The specific share identification method allows investors to choose which investment is sold, which can be especially helpful when there are multiple lots purchased over time that each have a different cost basis, as advisors and their clients have the opportunity to identify exactly which shares to sell to get the best tax result. In the past, this strategy was implemented to maximize tax loss harvesting to minimize an individual's tax liability over time, although notably in today's world some advisors and clients are actually using it to ensure that long-term capital gains are harvested for those in the bottom tax brackets! Either way, though, specific share identification provided the planning opportunity, and in fact a popular feature of portfolio accounting and rebalancing software has been the ability to track and manage lot level accounting to optimize these decisions.

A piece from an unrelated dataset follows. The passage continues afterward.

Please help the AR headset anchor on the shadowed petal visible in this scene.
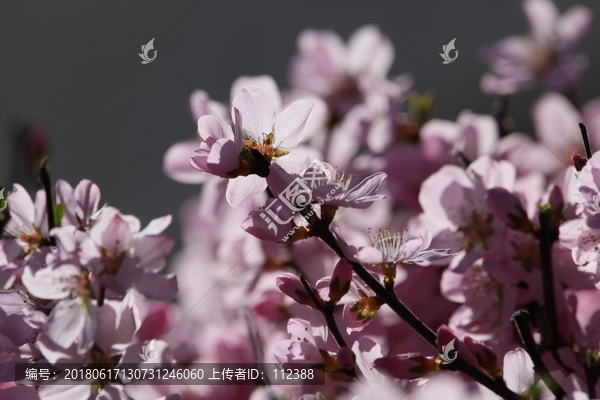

The rules for specific share identification were tightened up slightly in recent years, as 2008 legislation has been phasing in year by year that requires brokers and custodians to track the cost basis of newly purchased investments - so-called "covered securities" - and to report the results of sales to the IRS on a new Form 1099-B that provides information on not just the sales proceeds and sale date (as in the past), but also the cost basis, acquisition date, amount of the gain or loss, and character of the gain or loss (i.e., long-term or short-term). In addition, the new tracking rules effectively enforce the requirement that if advisors and their clients are going to use the specific share identification method, or otherwise want to set a favorable default method of accounting, it must be chosen by the time the sale occurs and the trade settles; otherwise, the lot selection is "locked in" and cannot be changed later.
In a new potential blow to the planning strategy, though, the latest 2014 Budget Proposal from President Obama would eliminate lot level accounting and the specific share identification method altogether, requiring instead that covered securities all be reported using the average cost method once they are held long enough to be eligible for long-term capital gains. Although some of the details remain unclear - most notably, whether the rules would apply only for stocks, or for mutual funds and ETFs as well - the bottom line is that the opportunity to make tax-savvy decisions about individual investment lots being sold may soon cease to be a value proposition for advisors and the technology that supports them!